Trans school advice from watchdog REVERSED as it finally abides by common sense

​Trans flag

The original guidance has now been updated

GB News Reporter

By GB News Reporter

Published: 23/09/2023

- 12:45

Updated: 08/10/2023

- 12:29

The Equality and Human Rights Commission previously said to misgender at school someone was discriminatory

Schools can now refuse to refer to students by their chosen name or pronouns, Britain’s equality watchdog has ruled.

Teachers and staff who misgender trans pupils are now no longer guilty of discrimination, reversing previous guidance issued by the Equality and Human Rights Commission (EHRC).

The watchdog had previously said that referring to a student’s old name or pronouns would be a “direct” discrimination.

Now the guidance has been deleted, after the commission received many complaints from campaigners.

WATCH: NHS wades into trans row

The EHRC guidance – which was edited yesterday – originally asked: “A previously female pupil has started to live as a boy and has adopted a male name. Does the school have to use this name and refer to the pupil as a boy?”
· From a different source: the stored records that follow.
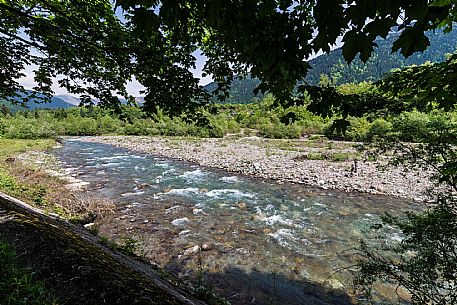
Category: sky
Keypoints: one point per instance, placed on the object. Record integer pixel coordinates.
(133, 87)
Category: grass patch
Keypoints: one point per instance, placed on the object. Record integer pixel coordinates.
(31, 192)
(10, 147)
(17, 286)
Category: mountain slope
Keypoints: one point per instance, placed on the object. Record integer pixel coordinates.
(36, 104)
(334, 66)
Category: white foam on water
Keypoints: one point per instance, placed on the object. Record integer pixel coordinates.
(283, 237)
(132, 194)
(137, 157)
(113, 157)
(111, 164)
(319, 204)
(139, 168)
(193, 175)
(277, 219)
(230, 179)
(270, 207)
(189, 191)
(169, 171)
(220, 193)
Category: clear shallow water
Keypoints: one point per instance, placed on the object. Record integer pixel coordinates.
(265, 241)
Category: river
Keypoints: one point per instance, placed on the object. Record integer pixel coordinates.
(253, 241)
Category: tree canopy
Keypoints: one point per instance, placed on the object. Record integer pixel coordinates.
(97, 46)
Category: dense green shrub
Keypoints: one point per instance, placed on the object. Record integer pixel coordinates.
(17, 286)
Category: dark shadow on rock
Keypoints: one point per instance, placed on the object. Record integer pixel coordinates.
(78, 271)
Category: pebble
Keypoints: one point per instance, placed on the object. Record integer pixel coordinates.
(250, 157)
(180, 222)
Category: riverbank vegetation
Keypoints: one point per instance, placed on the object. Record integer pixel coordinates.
(264, 118)
(17, 285)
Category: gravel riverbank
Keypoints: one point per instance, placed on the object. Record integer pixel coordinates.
(285, 161)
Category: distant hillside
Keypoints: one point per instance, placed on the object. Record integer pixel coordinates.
(334, 66)
(381, 62)
(69, 99)
(36, 104)
(241, 90)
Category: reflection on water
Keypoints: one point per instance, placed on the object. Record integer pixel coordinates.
(257, 242)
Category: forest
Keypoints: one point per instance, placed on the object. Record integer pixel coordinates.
(388, 92)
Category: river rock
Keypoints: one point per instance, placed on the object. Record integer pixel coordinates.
(206, 247)
(180, 222)
(192, 250)
(89, 226)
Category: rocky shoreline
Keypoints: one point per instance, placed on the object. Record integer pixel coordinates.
(283, 161)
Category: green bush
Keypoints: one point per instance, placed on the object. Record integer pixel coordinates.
(17, 286)
(280, 131)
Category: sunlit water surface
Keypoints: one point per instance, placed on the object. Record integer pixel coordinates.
(264, 243)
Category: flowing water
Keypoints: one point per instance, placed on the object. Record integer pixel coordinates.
(254, 241)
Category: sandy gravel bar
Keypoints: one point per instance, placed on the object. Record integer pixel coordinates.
(283, 161)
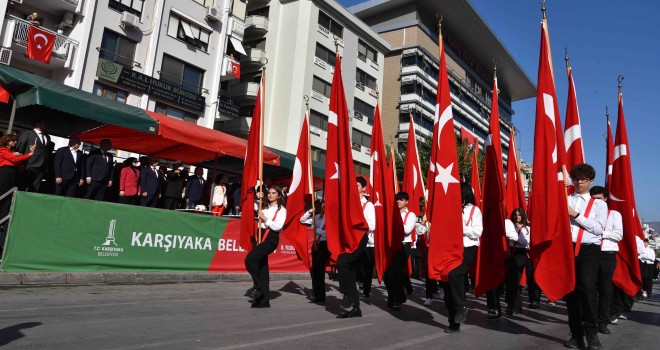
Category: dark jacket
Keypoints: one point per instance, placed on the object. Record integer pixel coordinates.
(65, 167)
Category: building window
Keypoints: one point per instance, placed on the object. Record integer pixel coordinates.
(361, 138)
(181, 74)
(365, 79)
(188, 31)
(117, 48)
(367, 52)
(331, 25)
(318, 120)
(175, 112)
(110, 92)
(326, 55)
(321, 86)
(363, 108)
(131, 6)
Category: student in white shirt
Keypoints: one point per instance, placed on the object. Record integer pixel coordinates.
(256, 262)
(455, 286)
(320, 252)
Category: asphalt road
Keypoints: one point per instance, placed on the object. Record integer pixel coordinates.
(218, 316)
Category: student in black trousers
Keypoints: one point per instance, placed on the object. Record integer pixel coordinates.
(256, 262)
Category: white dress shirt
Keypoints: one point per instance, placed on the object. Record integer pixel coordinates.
(518, 235)
(408, 225)
(472, 227)
(594, 224)
(613, 232)
(369, 213)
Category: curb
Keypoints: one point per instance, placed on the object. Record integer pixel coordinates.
(80, 278)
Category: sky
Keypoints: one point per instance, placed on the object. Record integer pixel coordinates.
(604, 39)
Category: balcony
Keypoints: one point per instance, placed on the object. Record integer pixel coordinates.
(257, 24)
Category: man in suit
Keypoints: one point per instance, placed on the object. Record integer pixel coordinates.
(37, 165)
(149, 184)
(195, 189)
(68, 169)
(98, 169)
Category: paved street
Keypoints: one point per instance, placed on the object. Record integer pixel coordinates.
(218, 316)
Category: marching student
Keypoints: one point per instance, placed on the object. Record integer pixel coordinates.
(256, 262)
(455, 286)
(347, 263)
(588, 217)
(320, 253)
(612, 234)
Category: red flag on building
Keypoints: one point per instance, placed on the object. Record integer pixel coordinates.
(573, 129)
(493, 246)
(300, 193)
(345, 225)
(627, 275)
(446, 244)
(515, 196)
(412, 173)
(389, 226)
(551, 247)
(251, 172)
(40, 44)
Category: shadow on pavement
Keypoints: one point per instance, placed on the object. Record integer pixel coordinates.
(9, 334)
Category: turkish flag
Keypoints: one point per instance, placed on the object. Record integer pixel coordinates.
(627, 275)
(515, 197)
(345, 225)
(573, 130)
(300, 192)
(493, 246)
(389, 225)
(40, 44)
(446, 244)
(235, 69)
(253, 160)
(551, 246)
(412, 172)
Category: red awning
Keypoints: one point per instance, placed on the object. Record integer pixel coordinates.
(176, 140)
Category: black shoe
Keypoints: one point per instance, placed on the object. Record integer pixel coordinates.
(602, 328)
(575, 343)
(461, 315)
(594, 343)
(354, 312)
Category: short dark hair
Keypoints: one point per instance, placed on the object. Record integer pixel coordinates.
(598, 190)
(402, 195)
(583, 172)
(362, 181)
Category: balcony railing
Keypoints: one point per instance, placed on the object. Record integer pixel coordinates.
(61, 48)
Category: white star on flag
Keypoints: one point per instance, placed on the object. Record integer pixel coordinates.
(444, 176)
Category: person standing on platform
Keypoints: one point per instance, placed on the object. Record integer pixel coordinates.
(256, 262)
(588, 217)
(455, 299)
(612, 234)
(320, 252)
(98, 170)
(348, 263)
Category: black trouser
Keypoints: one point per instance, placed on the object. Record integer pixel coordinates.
(96, 190)
(67, 187)
(582, 302)
(347, 263)
(455, 286)
(605, 273)
(368, 263)
(256, 263)
(517, 262)
(317, 271)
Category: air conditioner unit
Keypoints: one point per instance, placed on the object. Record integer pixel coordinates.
(5, 55)
(129, 20)
(213, 13)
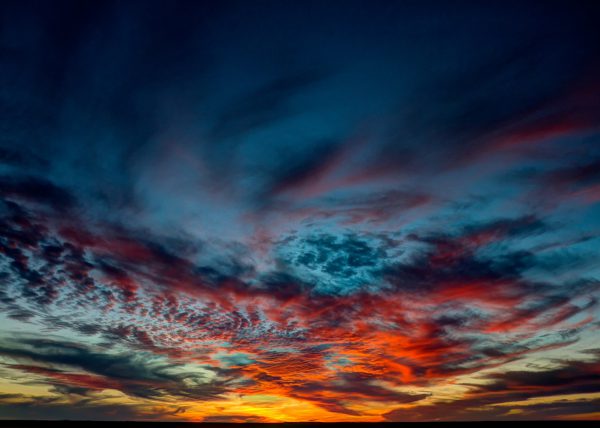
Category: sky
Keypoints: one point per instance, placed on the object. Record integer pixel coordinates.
(265, 211)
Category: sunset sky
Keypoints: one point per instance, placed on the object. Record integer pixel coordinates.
(271, 211)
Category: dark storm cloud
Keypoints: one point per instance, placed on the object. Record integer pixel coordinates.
(484, 400)
(299, 200)
(59, 363)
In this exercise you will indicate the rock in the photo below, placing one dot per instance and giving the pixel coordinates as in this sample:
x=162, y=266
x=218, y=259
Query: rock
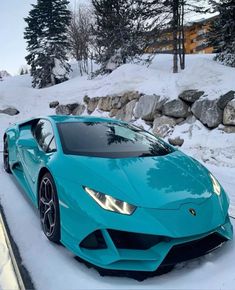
x=148, y=106
x=54, y=104
x=86, y=99
x=191, y=96
x=72, y=107
x=62, y=110
x=79, y=110
x=208, y=112
x=176, y=141
x=228, y=129
x=11, y=111
x=117, y=102
x=126, y=113
x=229, y=113
x=92, y=105
x=113, y=113
x=163, y=126
x=179, y=121
x=176, y=109
x=190, y=119
x=225, y=99
x=105, y=104
x=131, y=95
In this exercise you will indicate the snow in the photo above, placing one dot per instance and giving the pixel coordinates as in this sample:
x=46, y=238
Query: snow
x=54, y=267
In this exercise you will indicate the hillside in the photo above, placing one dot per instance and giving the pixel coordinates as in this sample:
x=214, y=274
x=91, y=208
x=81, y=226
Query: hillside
x=214, y=148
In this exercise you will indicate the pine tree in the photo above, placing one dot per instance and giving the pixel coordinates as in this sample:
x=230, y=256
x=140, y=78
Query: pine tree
x=47, y=43
x=118, y=32
x=222, y=34
x=170, y=15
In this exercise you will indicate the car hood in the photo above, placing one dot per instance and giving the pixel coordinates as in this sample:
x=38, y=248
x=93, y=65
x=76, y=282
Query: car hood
x=163, y=182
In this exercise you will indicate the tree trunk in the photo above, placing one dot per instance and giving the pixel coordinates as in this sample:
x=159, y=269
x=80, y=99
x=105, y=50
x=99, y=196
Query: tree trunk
x=175, y=6
x=182, y=64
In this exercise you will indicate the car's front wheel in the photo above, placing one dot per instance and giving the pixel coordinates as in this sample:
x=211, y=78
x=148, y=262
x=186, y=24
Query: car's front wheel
x=6, y=156
x=49, y=208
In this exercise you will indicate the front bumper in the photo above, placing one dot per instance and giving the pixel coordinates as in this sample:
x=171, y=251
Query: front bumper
x=100, y=244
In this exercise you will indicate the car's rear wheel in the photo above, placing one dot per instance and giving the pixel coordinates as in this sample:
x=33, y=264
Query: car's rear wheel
x=6, y=156
x=49, y=208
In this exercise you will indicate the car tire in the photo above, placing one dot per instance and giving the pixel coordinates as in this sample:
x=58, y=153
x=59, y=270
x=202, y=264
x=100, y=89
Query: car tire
x=7, y=167
x=48, y=205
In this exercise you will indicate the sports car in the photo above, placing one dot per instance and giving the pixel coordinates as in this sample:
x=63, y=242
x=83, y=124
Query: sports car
x=115, y=195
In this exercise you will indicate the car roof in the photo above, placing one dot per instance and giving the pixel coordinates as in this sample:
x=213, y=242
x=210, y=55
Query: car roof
x=69, y=118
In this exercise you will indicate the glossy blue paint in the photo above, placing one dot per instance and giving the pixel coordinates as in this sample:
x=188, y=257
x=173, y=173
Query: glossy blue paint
x=162, y=188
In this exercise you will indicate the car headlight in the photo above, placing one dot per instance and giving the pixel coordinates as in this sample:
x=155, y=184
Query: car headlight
x=216, y=185
x=109, y=203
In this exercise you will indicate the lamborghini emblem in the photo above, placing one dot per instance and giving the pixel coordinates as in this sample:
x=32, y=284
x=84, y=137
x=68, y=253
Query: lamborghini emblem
x=192, y=211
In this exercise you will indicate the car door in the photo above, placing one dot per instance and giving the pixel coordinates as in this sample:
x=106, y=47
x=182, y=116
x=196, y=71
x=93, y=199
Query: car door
x=33, y=158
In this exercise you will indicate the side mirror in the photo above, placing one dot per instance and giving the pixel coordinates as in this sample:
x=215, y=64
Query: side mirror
x=29, y=143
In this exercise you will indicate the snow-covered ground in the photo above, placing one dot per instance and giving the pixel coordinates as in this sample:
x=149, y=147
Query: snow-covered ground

The answer was yes and not to do so would be “direct gender reassignment discrimination”.

However, it has maintained that a child can still have “the protected characteristic of gender reassignment”.

Campaigners praised the watchdog for changing their mind.

Helen Joyce, from campaign group Sex Matters, said: “It’s very helpful that... the EHRC has finally removed this legally faulty example from its technical guidance.

“The improvements will make it easier for the Department for Education to bring out strong guidance.”

The EHRC also urged the Government to publish its guidance on how to treat transgender students.

Rishi Sunak pledged to release the guidance by the end of summer break – however plans have yet to materialise.

Baroness Falkner, chairman of the EHRC

Baroness Falkner, chairman of the EHRC

Wikimedia Commons

Education Secretary Gillian Keegan has since said there would be some delays in publishing the advice.

Baroness Falkner, chairman of the EHRC, stressed the importance of publishing Government guidance as soon as possible: “It is crucial we avoid any confusion on this important topic.”

“The EHRC has provided the Department for Education with advice on equality law and, where appropriate, human rights. We have urged them to bring forward their guidance for schools in England as soon as possible, to help provide further clarity for schools and families,” she said.

The ruling issued by the watchdog is likely to form part of the long-awaited Government guidance.

Earlier this week, the NHS published their own guidance on how to treat trans-students in schools.

It said that teachers require parents’ approval before referring to a student by their new pronouns.